W. Tad Pfeffer: This is about the organization of knowledge, of course, as opposed to actual knowledge content. I think the disciplinary road map, with knowledge divided by traditional subject boundaries, is still important for the simple fact that so much of the recorded knowledge is organized and stored in that way. We need the traditional disciplinary structure to take full advantage of the existing body of scientific knowledge – but we also need linkages to the more recent (and growing) inter- and cross-disciplinary road maps, so that whatever map (i.e. knowledge structure) a user decides to follow, he or she not only gets to the right place (i.e. finds the right knowledge to apply to a problem), but can see the entire landscape along the way (i.e. is made aware of important related issues and alternative solutions).
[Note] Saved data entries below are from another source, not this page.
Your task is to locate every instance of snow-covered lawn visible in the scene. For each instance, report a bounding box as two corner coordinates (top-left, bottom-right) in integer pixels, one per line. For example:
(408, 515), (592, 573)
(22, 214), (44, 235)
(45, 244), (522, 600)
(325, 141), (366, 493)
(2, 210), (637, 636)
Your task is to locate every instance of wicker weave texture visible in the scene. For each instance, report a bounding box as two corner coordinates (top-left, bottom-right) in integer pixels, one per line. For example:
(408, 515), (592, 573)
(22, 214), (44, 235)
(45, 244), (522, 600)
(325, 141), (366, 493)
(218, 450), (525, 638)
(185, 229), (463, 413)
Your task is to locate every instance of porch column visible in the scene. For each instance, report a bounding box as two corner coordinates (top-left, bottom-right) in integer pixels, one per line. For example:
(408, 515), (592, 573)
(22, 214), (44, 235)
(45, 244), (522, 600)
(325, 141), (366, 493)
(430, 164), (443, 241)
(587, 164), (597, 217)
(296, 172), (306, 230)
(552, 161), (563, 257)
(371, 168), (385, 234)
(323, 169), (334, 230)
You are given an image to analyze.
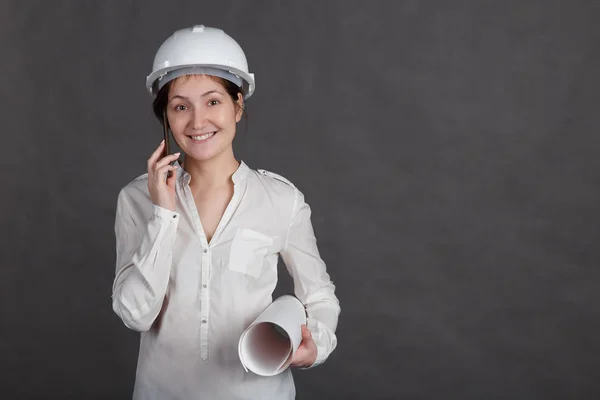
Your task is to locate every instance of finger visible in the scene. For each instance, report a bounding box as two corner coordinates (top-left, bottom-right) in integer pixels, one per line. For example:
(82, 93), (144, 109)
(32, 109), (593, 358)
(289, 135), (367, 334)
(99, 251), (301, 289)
(147, 140), (166, 167)
(155, 165), (177, 181)
(154, 152), (181, 170)
(158, 164), (177, 174)
(149, 165), (175, 184)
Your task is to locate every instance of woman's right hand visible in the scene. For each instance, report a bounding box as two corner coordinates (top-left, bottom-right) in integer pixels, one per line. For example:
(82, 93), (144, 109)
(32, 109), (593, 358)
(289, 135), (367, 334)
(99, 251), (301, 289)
(147, 140), (180, 211)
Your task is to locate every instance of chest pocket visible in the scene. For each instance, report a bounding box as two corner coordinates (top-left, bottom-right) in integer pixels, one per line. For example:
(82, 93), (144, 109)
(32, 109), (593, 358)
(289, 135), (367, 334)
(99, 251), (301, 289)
(229, 228), (274, 278)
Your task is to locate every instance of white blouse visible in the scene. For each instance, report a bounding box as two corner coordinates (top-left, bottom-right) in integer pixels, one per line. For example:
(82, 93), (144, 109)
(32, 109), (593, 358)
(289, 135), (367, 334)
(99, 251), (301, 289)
(111, 161), (340, 400)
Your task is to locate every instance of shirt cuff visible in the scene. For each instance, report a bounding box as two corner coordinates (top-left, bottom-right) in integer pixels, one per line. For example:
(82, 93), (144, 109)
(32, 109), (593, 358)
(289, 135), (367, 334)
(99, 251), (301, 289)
(152, 204), (180, 221)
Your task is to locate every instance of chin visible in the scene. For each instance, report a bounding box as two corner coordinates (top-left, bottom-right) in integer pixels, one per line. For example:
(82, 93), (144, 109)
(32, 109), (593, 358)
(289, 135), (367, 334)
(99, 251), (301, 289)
(184, 151), (218, 162)
(183, 146), (231, 163)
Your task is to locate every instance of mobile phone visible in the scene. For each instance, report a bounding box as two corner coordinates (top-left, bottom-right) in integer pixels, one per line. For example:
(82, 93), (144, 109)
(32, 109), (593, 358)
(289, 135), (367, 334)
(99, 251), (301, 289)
(162, 109), (170, 158)
(162, 110), (173, 178)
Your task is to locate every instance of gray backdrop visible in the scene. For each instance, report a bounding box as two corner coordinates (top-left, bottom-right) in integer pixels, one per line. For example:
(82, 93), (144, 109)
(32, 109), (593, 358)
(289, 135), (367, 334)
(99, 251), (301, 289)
(2, 1), (599, 399)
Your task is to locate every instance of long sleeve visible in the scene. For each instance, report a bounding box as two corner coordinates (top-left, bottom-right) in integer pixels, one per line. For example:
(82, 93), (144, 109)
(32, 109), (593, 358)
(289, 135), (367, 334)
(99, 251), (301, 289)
(111, 189), (180, 332)
(279, 189), (341, 368)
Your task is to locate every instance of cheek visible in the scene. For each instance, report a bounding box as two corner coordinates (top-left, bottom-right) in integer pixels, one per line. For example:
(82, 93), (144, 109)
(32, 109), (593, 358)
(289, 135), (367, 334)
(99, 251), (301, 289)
(214, 110), (238, 131)
(168, 114), (189, 135)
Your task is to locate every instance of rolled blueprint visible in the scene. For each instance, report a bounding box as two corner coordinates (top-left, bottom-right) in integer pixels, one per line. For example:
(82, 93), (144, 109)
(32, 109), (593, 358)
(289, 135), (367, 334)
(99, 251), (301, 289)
(238, 295), (307, 376)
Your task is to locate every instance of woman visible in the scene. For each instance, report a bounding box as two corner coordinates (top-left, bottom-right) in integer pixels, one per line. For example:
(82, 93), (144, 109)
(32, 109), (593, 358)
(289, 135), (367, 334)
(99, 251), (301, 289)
(111, 25), (340, 399)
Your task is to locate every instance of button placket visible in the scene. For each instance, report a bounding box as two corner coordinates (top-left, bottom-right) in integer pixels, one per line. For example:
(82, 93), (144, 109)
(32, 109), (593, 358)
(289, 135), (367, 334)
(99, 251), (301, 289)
(200, 246), (210, 360)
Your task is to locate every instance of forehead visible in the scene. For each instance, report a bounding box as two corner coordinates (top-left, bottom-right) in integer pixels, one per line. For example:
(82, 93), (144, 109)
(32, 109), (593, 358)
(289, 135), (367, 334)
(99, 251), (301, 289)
(168, 74), (225, 96)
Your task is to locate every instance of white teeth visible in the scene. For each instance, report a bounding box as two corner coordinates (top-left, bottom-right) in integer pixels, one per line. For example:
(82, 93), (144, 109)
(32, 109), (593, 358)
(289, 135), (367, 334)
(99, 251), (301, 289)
(191, 132), (215, 141)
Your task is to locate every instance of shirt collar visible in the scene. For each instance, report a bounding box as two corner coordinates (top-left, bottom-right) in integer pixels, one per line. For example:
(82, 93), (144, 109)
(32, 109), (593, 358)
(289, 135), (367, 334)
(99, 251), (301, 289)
(232, 160), (250, 184)
(175, 160), (250, 186)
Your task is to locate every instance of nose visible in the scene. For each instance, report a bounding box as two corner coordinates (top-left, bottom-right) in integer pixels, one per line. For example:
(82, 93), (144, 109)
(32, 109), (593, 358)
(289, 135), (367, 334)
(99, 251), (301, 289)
(192, 107), (208, 130)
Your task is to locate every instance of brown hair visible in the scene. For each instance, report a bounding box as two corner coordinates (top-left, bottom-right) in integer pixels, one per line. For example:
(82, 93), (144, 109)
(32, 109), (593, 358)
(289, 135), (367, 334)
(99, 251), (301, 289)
(152, 75), (246, 125)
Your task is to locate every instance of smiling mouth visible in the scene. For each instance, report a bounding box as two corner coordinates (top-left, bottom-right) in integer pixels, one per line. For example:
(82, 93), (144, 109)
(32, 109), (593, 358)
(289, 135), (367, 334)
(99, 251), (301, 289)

Ellen Wohl: The model is relevant in that the depth of understanding that comes with disciplinary training and knowledge is critical to addressing complex, transdisciplinary issues. However, the issues transcend disciplinary boundaries and, to be effective, each individual must at least have some familiarity with the conceptual framework and knowledge of other relevant disciplines.

How can we best facilitate open trans-disciplinary dialogue in the Earth & Environmental Sciences, and ensure that these possibilities mature?

W. Tad Pfeffer: This probably comes about mostly through our education – what structure we experience as students when we are first learning our fields. But this can be supplemented by exposure to those linkages connecting disciplinary and cross-disciplinary ways of organizing knowledge. Fast, easy-to-use tools for finding knowledge, seeing how knowledge is organized, and comparing different organizational structures might be very powerful, and modern web-based search platforms combined with good documentation are perhaps ideal for this task.

Oxford's booth at a previous AGU conference
Oxford’s booth at a previous AGU conference

Ellen Wohl: Among the ways to do this are to (1) tie research dollars to such approaches, (2) demonstrate the relevance of such approaches by highlighting (in journal articles and other venues) successful, multidisciplinary approaches to problem solving (whether the problem is applied/management or basic science), and (3) facilitating ease of access to information across disciplines, as with Oxford’s online resources.

What strengths and weaknesses can you identify in current research in your field, and how that research relates to applications?

W. Tad Pfeffer: One great strength in my research area of cryospheric environmental change is the growing use and sophistication of remote sensing tools for detecting and quantifying environmental change. These data sources generate tremendous volumes of data and demand disciplined use of data bases and imaginative processing methods to avoid getting hopelessly lost – another job for the tools I mentioned above.

A crucial weakness in my particular area, sea level rise and environmental change, is the lack of awareness among my colleagues of the nature of the needs and concerns of the actual consumers, or “end users,” of the knowledge we produce: planners, policy makers, risk managers, etc. The scientific community, guided by traditional “pure science” principles and motivations, look for problems that are challenging, interesting, and hopefully solvable with the tools available. These criteria do not always lead my colleagues toward problems that “end users” and the public find most urgent.

This is most obvious in the disparity in time scales of future events. End users and decision makers need knowledge of environmental changes on near-term time scales of decades, while the most attractive and challenging problems for scientists studying environmental change will, in many cases, not become significant human issues for centuries or millennia.

Ellen Wohl: The literature of my field and closely related fields has expanded so rapidly that it is difficult to keep abreast of continuing research and it can be very intimidating to try to learn about a new, related field when my research expands in different directions. That is one of the great values of review and synthesis papers, as well as one of the primary services that the Oxford Bibliographies Online can supply to professional scholars, as well as to students.